Kofi Annan verkündet Patentrezept gegen Aids

UNO verpflichtet Pharmakonzerne zu Verbilligung von Aids-Präparaten für Entwicklungsländer. Das soll Millionen Kranken helfen – und das Patentrecht vor preiswerten Raubkopien schützen

BERLIN taz ■ Pünktlich zum heutigen Weltgesundheitstag hat der UN-Generalsekretär einen Durchbruch beim weltweiten Kampf gegen Aids verkündet. Sechs führende Pharmakonzerne hätten zugesagt, ihre Preise für die 48 ärmsten Länder der Welt zu senken, erklärte Kofi Annan am Donnerstagabend nach einem Treffen in Amsterdam. Die Zusagen gingen „viel weiter, als irgendjemand von uns vor zwölf Monaten hätte vorhersagen können“.

Konkret, so Annan, sagten die Firmen Folgendes zu: „substanzielle Preissenkungen fortzuführen und zu beschleunigen, mit besonderer Berücksichtigung der am wenigsten entwickelten Länder, besonders denen in Afrika; anderen Entwicklungsländern auf Länderbasis weiterhin erschwingliche Medikamente anzubieten“ sowie „die Notwendigkeit der Erwägung anzuerkennen, qualifizierten Nichtregierungsorganisationen und einschlägigen Privatfirmen besseren Zugang zu HIV/Aids-Medizin zu gewähren“.

An dem Treffen waren Vertreter der Firmen Abbott Laboratories, Boehringer Ingelheim, Bristol-Myers Squibb, Glaxo Smith Kline, Hoffmann-La Roche und Pfizer beteiligt.

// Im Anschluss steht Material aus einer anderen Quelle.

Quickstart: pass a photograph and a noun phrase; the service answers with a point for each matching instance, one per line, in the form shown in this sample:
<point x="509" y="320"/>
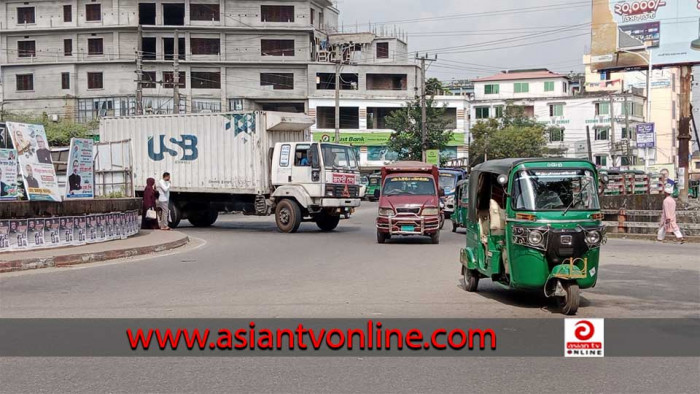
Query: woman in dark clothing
<point x="149" y="202"/>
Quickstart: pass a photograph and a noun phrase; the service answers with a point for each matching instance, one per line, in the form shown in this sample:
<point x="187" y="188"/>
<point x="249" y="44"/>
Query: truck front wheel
<point x="288" y="216"/>
<point x="327" y="222"/>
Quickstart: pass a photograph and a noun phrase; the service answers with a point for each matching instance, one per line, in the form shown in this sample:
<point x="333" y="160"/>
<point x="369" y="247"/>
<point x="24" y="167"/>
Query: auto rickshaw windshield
<point x="547" y="190"/>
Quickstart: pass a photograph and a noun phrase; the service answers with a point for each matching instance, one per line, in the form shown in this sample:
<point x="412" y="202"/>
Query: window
<point x="556" y="109"/>
<point x="95" y="46"/>
<point x="382" y="50"/>
<point x="387" y="82"/>
<point x="499" y="111"/>
<point x="148" y="79"/>
<point x="169" y="82"/>
<point x="68" y="13"/>
<point x="205" y="46"/>
<point x="148" y="48"/>
<point x="522" y="87"/>
<point x="556" y="135"/>
<point x="174" y="14"/>
<point x="601" y="133"/>
<point x="482" y="112"/>
<point x="26" y="48"/>
<point x="326" y="81"/>
<point x="25" y="82"/>
<point x="25" y="15"/>
<point x="95" y="80"/>
<point x="147" y="13"/>
<point x="65" y="81"/>
<point x="205" y="80"/>
<point x="349" y="117"/>
<point x="491" y="88"/>
<point x="68" y="47"/>
<point x="277" y="81"/>
<point x="602" y="109"/>
<point x="277" y="13"/>
<point x="204" y="12"/>
<point x="93" y="12"/>
<point x="276" y="47"/>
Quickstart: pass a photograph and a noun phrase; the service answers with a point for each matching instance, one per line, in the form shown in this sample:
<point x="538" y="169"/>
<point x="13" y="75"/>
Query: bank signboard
<point x="671" y="28"/>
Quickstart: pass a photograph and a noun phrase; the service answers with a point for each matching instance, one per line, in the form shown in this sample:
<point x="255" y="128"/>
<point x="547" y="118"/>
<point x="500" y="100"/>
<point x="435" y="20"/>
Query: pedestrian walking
<point x="668" y="217"/>
<point x="150" y="196"/>
<point x="163" y="189"/>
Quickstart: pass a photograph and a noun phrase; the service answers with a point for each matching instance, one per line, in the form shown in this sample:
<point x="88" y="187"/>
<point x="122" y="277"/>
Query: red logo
<point x="584" y="330"/>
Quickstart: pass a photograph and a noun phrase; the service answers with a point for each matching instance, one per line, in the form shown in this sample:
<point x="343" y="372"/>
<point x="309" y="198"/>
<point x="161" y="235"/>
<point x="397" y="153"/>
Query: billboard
<point x="670" y="28"/>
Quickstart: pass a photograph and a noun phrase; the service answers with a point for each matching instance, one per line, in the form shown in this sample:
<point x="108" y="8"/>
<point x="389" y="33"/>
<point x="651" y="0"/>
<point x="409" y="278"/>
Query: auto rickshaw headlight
<point x="535" y="237"/>
<point x="593" y="237"/>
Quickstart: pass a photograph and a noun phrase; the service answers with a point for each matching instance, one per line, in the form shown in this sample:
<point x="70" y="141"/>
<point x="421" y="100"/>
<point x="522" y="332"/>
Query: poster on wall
<point x="4" y="235"/>
<point x="35" y="233"/>
<point x="18" y="234"/>
<point x="34" y="156"/>
<point x="79" y="184"/>
<point x="8" y="174"/>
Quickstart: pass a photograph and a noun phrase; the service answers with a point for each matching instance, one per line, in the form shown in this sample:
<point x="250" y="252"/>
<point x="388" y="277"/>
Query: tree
<point x="514" y="135"/>
<point x="58" y="133"/>
<point x="407" y="139"/>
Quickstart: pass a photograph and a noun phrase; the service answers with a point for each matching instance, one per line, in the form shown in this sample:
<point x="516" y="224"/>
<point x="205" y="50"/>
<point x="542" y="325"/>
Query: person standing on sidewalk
<point x="163" y="188"/>
<point x="668" y="217"/>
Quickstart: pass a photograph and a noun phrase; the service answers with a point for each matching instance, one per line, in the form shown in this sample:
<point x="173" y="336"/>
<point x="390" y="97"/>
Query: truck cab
<point x="313" y="182"/>
<point x="409" y="201"/>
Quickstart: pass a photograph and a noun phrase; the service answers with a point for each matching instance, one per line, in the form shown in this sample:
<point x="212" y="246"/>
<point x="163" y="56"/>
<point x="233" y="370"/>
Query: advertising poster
<point x="35" y="233"/>
<point x="669" y="28"/>
<point x="66" y="231"/>
<point x="4" y="235"/>
<point x="18" y="234"/>
<point x="35" y="163"/>
<point x="80" y="172"/>
<point x="51" y="233"/>
<point x="8" y="174"/>
<point x="80" y="230"/>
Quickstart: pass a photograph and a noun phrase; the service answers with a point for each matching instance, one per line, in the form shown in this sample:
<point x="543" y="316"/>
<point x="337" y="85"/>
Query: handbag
<point x="151" y="214"/>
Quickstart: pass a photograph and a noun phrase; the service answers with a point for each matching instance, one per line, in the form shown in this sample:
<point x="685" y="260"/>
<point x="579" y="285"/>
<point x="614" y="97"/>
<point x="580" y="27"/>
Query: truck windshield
<point x="339" y="157"/>
<point x="542" y="190"/>
<point x="409" y="185"/>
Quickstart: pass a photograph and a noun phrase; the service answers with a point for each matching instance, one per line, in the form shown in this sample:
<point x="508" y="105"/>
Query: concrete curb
<point x="670" y="238"/>
<point x="86" y="258"/>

Neben Kofi Annan trafen sie Gro Harlem Brundtland, Generaldirektorin der Weltgesundheitsorganisation WHO, sowie Peter Piot, Leiter des UNAIDS-Programms. Außer Abbott und Pfizer hatten die beteiligten Firmen bereits letztes Jahr eine Absichtserklärung gemeinsam mit fünf UN-Unterorganisationen unterzeichnet, in der sie sich verpflichteten, die Behandlung von Aidskranken in Entwicklungsländern zu verbessern. Die in den reichen Ländern geläufigen Therapien, die bis zu 15.000 Dollar im Jahr kosten, sind für Bewohner armer Länder vollkommen unerschwinglich.

Nach UN-Angaben haben seit Unterzeichnung der Absichtserklärung fünf Länder Preissenkungen mit den Pharmakonzernen ausgehandelt: Elfenbeinküste, Kamerun, Ruanda, Senegal und Uganda. Die Erfahrungen mit den Preissenkungen sind aber selbst nach Ansicht des UNAIDS-Programms eher zwiespältig, da auch die reduzierten Preise nur von einem sehr kleinen Teil der Bedürftigen aufgebracht werden können.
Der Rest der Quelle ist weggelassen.